If you feel overwhelmed, I completely understand. The first week of each placement was the hardest for us. My husband and I have often wondered if we could do it – can we provide all that is needed and maintain our sanity/marriage/family life? It is hard. I know. I've been there. I am there. But each day does get a little bit better as you adapt to a new routine and find out what does and doesn't work. You might feel like you can't do it all but providing routine, safety, and love is a lot. It makes a difference – you will see! Keep up the great work.
Here would be my tips for you:
1. Try to piece together what routines they had to maintain some consistency. Right now that looks like Calliou before bed and drinkable yogurt for breakfast. These are not things we normally do but we will continue with it for now to keep as much familiarity as we can.
2. Take a break. Make sure both parents work on building relationships with the child(ren) so that one parent is able to leave the house if need be without a complete meltdown. Right now we try to share the bedtime routine so that there isn't a complete dependency on one. Find relief workers. There are steps that they have to go through such as Criminal Record checks but it is worth it.

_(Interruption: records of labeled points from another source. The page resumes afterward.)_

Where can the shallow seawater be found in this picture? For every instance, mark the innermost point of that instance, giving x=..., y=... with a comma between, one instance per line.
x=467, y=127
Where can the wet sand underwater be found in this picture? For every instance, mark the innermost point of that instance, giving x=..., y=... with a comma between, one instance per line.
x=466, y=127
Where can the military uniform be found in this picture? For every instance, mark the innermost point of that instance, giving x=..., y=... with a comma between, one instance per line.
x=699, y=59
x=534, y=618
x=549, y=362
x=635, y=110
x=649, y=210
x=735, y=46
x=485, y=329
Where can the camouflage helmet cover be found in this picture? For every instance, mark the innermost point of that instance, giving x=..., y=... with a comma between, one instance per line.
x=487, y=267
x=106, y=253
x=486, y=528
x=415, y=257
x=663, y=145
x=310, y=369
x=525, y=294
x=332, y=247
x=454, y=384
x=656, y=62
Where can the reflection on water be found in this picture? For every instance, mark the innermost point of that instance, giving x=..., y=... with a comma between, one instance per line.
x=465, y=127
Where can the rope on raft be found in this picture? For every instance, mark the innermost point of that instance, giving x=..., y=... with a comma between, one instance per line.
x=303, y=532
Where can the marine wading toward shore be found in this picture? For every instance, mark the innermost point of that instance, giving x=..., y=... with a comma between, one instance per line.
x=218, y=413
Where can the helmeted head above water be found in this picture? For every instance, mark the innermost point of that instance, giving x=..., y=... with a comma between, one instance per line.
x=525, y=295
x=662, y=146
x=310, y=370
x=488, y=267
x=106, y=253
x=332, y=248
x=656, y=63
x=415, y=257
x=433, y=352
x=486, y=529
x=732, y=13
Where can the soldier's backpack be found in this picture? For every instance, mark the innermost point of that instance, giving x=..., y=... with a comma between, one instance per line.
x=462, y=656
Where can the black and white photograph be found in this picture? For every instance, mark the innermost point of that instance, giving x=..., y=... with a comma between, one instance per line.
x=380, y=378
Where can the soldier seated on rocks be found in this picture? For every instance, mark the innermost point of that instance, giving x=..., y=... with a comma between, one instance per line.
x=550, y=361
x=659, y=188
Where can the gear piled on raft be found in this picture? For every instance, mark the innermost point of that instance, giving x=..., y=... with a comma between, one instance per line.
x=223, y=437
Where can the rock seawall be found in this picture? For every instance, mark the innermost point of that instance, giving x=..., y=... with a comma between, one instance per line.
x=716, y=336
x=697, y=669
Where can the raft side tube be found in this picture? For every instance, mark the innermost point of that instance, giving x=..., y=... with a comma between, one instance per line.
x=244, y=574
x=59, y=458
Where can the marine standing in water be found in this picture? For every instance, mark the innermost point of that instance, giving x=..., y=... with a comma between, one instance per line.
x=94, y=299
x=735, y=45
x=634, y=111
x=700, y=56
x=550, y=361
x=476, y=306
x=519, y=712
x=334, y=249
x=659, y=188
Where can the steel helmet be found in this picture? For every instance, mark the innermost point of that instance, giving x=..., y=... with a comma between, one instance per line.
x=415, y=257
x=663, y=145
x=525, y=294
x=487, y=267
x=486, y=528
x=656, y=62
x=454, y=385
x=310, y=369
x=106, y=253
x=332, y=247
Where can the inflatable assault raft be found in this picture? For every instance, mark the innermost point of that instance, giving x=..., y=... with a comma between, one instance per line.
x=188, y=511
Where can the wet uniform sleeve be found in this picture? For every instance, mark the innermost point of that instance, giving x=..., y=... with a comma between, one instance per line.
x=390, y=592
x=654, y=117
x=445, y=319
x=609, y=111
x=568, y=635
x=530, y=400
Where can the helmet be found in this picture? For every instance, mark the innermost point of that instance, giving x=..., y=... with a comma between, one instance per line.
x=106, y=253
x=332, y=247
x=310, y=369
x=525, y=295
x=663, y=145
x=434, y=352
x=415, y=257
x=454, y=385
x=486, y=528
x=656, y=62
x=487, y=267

3. Ask for and accept help. I was not good at this until we went from three kids to five overnight. I didn't even know what I needed but most appreciated were meals, snacks for the kids lunches and one on one time spent with one of our new Little Ones. Encouragement from texts, emails, and in the form of flowers was also a boost when we needed it. Clothes are always welcomed as children often come just with what they are wearing and there isn't time or energy to go out and find it yourself.

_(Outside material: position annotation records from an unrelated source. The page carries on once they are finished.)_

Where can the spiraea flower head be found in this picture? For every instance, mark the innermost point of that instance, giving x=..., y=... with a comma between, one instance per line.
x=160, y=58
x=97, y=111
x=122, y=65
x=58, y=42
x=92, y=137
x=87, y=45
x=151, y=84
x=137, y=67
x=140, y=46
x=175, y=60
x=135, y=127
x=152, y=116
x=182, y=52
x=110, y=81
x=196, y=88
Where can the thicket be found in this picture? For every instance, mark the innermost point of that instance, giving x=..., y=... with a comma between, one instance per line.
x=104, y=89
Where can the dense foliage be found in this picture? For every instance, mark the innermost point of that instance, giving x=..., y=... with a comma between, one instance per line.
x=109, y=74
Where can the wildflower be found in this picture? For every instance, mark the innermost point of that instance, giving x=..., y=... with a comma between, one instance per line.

4. Let the children make choices. Bring them to the store and have them pick out their sippy cups or new socks. In a world where everything is turned upside down and there seems to be such a loss of control, let them know they have some.
5. Be aware that life will look different. We cannot go to our son's hockey game as a family right now and I need to be okay with that. I can't force it. I can't change it. One of our Littles is just not okay sitting and allowing free reign to run around is not safe. With another Little One, nap time would not happen in a bed and so each afternoon we took a walk with the stroller. Sometimes instead of fighting for what we want, it's easier to just adapt to the situation.
6. Offer hugs and stay close. One Little One wanted to be hugged all day from the very start and the other two took almost four days before they would allow me to hug them. They all love when we can sit closely together at the dinner table or on the couch. Often it is during their sickness where the greatest bonding and attachment has occurred. So, although the chicken pox or the flu are not ideal, they allow you to provide much needed comfort and security.
7. Answer their questions. If they are missing their loved ones, it's good to acknowledge it and then move on. Yes, we miss Mama. I hope she gets better soon! We can pray for her or call her tonight or draw her a picture. (Only promise what you can do). Hey, should we go play outside?
8. Stay in close contact with your resource worker. I did not utilize ours the first time around and was so overwhelmed. Now I know that my resource worker is there to support me in whichever way she can. She can advocate for me and my needs.
9. Connect with other foster parents. Whether it's in real life or a Facebook group, I highly recommend connecting with others who know what it's like.
Being a foster parent is hard work and we can't share the details of our daily lives with others which makes it even more isolating. Not knowing the plan is extremely hard for someone like me with a Type A personality–will they be with us two weeks or two years?! My hope is that you do feel supported and that you are able to see and feel the difference you are making in each child's life.